International art fairs are big business, but the best ones are
about more than money. They introduce young artists to wider audiences and
offer something the politicians can't.
Philippe de Montebello, director of the Metropolitan Museum of
Art in New York City, gave a lecture in Santa Fe emphasizing his favorite
theme, why art and art museums matter. "Why should we care?" he asks of an
audience of patrons who care, and care passionately. Art, he insists,
getting no argument, "is mankind's awe-inspiring ability, time and again, to
surpass itself.

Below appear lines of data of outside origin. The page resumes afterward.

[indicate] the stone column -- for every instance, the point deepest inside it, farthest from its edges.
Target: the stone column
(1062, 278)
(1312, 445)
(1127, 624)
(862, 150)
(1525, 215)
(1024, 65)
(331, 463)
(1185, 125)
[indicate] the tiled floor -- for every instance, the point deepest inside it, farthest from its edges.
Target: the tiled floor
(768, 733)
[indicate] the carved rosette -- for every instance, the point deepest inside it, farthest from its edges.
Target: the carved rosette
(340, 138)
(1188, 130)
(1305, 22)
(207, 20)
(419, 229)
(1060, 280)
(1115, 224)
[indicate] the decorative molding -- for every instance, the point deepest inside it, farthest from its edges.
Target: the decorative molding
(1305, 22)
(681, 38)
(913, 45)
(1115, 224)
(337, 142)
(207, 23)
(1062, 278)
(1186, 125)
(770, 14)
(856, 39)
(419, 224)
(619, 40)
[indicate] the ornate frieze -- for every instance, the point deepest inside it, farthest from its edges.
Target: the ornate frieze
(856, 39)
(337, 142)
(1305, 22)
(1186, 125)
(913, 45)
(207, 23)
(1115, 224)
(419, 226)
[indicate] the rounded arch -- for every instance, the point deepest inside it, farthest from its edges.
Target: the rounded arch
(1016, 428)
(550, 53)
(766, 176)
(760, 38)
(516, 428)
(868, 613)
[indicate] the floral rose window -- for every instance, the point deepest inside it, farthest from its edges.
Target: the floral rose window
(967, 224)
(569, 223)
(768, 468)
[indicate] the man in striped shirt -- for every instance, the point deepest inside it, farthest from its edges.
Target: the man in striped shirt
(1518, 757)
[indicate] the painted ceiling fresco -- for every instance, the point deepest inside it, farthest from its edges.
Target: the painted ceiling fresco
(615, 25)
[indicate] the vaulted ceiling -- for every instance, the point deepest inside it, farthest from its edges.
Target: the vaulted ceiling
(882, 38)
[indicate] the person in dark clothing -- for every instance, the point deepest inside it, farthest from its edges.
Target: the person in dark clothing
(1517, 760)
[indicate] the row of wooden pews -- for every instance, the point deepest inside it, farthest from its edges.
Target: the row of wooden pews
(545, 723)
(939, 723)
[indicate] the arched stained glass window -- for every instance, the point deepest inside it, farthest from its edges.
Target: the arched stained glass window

What this means is that no matter how bleak the times we may
live in, we cannot wholly despair of the human condition."
Art is often the canary in the coal mine, the first to die when
poison gas seeps through a blackened environment when evil comes to power.
Hitler and Stalin persecuted modern artists, silenced them or sent them into
exile; they represented the creative independent spirit that would not,
could not, conform. Such warfare on artists echoes in our own day. Mr.
Montebello recalls how the world was shocked when the Taliban destroyed the
monumental Bamiyan Buddhas in Afghanistan in 2001, six months before
September 11.
Fine art, whether ancient or modern, expresses human aspiration
and individual freedom and threatens those who seek absolute power. It works
within traditions while at the same time challenging tradition. Art can be
the lens that opens the eyes of men and women oppressed by tyrants.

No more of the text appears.